L’intelligence artificielle ne sert plus seulement à rédiger des courriels, résumer des documents ou organiser un voyage. Elle trouve aussi sa place dans les relations amoureuses et la vie intime. C’est le constat dressé par LELO dans son rapport Futurist 2026, réalisé avec la futurologue britannique Tracey Follows.
Selon une enquête internationale commandée par l’entreprise, 60 % des personnes interrogées disent utiliser ou avoir déjà utilisé l’IA dans le contexte de leur vie intime. Le rapport cherche notamment à comprendre les liens entre le bien-être sexuel, les technologies numériques et l’évolution des comportements humains.
Les usages restent principalement liés à l’accompagnement et à la communication. Parmi les répondants, 36 % disent consulter une IA pour obtenir des conseils, 28 % l’utilisent pour gagner en confiance et 22 % s’en servent comme source d’inspiration pour des fantaisies ou des jeux de rôle.
Aux États-Unis, 16 % des personnes sondées affirment avoir utilisé l’IA pour régler un conflit avec leur partenaire.
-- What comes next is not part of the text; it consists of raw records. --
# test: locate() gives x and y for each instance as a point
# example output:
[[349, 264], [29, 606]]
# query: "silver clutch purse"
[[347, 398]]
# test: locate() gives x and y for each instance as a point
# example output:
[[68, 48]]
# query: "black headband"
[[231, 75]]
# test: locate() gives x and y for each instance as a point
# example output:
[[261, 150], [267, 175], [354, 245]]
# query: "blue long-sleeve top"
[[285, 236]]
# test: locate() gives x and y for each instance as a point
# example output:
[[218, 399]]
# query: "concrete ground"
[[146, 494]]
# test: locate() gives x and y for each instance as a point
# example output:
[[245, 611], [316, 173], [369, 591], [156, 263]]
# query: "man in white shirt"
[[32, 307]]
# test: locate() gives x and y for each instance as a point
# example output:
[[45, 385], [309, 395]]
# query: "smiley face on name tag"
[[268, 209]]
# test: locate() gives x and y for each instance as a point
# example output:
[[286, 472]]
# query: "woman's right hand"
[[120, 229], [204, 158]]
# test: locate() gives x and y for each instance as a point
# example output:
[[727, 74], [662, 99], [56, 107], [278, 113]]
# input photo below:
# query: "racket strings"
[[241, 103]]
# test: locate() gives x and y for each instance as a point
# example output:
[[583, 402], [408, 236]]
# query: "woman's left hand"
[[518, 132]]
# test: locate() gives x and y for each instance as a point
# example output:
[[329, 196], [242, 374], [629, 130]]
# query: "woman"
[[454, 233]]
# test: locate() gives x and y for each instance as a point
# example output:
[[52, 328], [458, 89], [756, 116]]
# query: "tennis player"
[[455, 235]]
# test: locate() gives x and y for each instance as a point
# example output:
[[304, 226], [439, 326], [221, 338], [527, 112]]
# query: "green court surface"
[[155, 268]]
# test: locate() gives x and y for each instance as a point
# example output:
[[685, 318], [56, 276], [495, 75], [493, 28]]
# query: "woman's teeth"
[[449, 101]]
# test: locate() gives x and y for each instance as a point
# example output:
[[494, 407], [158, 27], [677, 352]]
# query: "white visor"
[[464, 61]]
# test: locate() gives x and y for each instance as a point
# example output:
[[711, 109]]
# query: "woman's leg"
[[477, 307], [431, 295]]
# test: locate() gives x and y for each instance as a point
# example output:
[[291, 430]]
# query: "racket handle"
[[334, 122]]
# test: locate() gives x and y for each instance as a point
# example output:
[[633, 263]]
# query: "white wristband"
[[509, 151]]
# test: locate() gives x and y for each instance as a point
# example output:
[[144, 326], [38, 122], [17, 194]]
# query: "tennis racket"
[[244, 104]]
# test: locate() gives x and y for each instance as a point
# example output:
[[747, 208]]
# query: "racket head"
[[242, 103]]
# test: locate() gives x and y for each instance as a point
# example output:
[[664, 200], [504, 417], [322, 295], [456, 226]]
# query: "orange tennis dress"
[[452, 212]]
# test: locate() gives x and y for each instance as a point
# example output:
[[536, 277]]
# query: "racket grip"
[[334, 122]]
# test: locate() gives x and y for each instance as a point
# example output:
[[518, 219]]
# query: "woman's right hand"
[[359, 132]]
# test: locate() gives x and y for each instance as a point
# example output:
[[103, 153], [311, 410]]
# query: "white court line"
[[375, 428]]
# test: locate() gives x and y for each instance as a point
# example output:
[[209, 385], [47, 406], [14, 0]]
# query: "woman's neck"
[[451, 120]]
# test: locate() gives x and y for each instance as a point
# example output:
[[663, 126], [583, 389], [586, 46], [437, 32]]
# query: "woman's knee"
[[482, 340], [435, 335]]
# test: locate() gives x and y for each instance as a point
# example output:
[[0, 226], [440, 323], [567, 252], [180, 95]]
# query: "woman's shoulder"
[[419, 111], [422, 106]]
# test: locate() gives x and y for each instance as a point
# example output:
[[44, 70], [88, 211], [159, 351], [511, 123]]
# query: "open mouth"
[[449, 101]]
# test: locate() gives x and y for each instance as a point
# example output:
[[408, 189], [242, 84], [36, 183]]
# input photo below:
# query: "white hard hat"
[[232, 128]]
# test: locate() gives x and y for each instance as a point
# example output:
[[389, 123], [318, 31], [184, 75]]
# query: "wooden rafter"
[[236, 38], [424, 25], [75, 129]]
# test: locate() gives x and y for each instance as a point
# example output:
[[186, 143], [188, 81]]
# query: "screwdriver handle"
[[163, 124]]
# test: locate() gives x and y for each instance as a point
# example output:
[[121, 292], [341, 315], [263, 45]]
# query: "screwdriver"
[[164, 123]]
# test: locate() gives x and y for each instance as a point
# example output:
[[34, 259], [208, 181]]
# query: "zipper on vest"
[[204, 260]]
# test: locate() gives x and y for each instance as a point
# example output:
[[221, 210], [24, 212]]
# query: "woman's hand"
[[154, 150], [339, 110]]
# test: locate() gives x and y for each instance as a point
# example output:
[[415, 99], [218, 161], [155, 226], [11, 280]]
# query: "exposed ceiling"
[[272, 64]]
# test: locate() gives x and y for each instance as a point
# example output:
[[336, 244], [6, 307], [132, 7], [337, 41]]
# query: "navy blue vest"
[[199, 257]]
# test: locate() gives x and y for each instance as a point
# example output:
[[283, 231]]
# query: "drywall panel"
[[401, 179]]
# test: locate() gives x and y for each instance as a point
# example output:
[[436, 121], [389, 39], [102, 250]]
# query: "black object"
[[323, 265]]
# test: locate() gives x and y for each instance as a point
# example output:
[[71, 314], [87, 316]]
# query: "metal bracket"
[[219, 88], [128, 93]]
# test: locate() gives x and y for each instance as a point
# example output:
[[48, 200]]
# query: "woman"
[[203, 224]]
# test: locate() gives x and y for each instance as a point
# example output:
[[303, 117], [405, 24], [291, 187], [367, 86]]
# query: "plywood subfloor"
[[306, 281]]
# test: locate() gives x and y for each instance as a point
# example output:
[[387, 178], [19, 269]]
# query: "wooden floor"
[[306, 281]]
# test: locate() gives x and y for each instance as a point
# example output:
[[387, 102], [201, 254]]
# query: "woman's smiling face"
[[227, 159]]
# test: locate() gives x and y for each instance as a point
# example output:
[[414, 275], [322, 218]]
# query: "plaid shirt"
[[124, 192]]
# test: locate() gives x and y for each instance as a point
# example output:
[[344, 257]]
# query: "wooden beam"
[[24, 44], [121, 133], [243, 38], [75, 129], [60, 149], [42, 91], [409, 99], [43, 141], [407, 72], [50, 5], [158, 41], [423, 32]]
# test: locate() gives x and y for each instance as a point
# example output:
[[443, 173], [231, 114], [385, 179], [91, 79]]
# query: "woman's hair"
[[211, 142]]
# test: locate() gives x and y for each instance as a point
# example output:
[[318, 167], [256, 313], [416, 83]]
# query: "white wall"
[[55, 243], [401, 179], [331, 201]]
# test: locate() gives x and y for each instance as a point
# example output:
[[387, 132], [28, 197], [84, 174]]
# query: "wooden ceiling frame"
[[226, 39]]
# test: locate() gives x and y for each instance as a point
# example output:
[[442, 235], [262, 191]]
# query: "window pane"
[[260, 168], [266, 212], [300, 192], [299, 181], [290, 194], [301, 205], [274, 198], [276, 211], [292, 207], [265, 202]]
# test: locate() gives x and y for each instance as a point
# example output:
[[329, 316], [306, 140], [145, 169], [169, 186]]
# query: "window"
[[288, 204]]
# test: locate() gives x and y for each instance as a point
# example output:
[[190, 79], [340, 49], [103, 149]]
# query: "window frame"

Près d’une personne sur cinq, soit 18 %, reconnaît avoir présenté un message généré par une IA comme si elle l’avait écrit elle-même. Enfin, 15 % ont demandé à un outil d’IA de préparer l’itinéraire d’une soirée romantique.
Cette présence croissante ne signifie toutefois pas que les utilisateurs accordent une confiance absolue à ces systèmes. Le rapport indique que 29 % des répondants adoptent une attitude critique devant les réponses fournies par l’IA sur les questions amoureuses. Treize pour cent considèrent également que certaines sources utilisées par les systèmes d’IA peuvent être nuisibles.
Pour Tracey Follows, cette automatisation progressive des relations pourrait provoquer un mouvement inverse. Plus les échanges numériques deviendront faciles, personnalisés et prévisibles, plus les expériences humaines directes gagneront en valeur.
« À mesure que l’IA rend les connexions plus accessibles, l’expérience analogique devient de plus en plus précieuse », affirme-t-elle. Selon la futurologue, le nouveau luxe ne reposera pas nécessairement sur une technologie plus avancée, mais sur la possibilité de bénéficier d’une présence humaine intime, physique et authentique.
Ce mouvement ne prendrait pas la forme d’un rejet complet de la technologie. Il pourrait plutôt se traduire par la création de zones volontairement déconnectées, comme des chambres sans téléphone, des rencontres organisées hors ligne ou des espaces privés valorisant une interaction moins médiatisée.
Le rapport évoque ainsi un « contre-courant analogique ». Dans un monde où les robots conversationnels, les compagnons numériques et les expériences personnalisées deviennent accessibles en permanence, l’attention spontanée d’un autre être humain pourrait devenir une ressource rare.
Les résultats doivent néanmoins être replacés dans leur contexte. LELO est une entreprise spécialisée dans les produits de bien-être sexuel et le document présente ses propres projections. Le principal sondage a été mené par Censuswide auprès de 1 000 adultes âgés de 18 à 45 ans, au Royaume-Uni, aux États-Unis, en France, en Espagne et en Suède, entre le 3 et le 13 octobre 2025. Les données américaines proviennent d’une autre étude réalisée auprès de 2 000 personnes en couple, réparties également entre quatre générations.
La principale conclusion de LELO est que l’intelligence artificielle pourra accompagner, conseiller et parfois faciliter les relations, mais qu’elle ne remplacera pas entièrement le besoin d’un contact humain réel. Plus la technologie occupera de place dans l’intimité, plus les échanges imprévus, imparfaits et authentiques pourraient devenir précieux.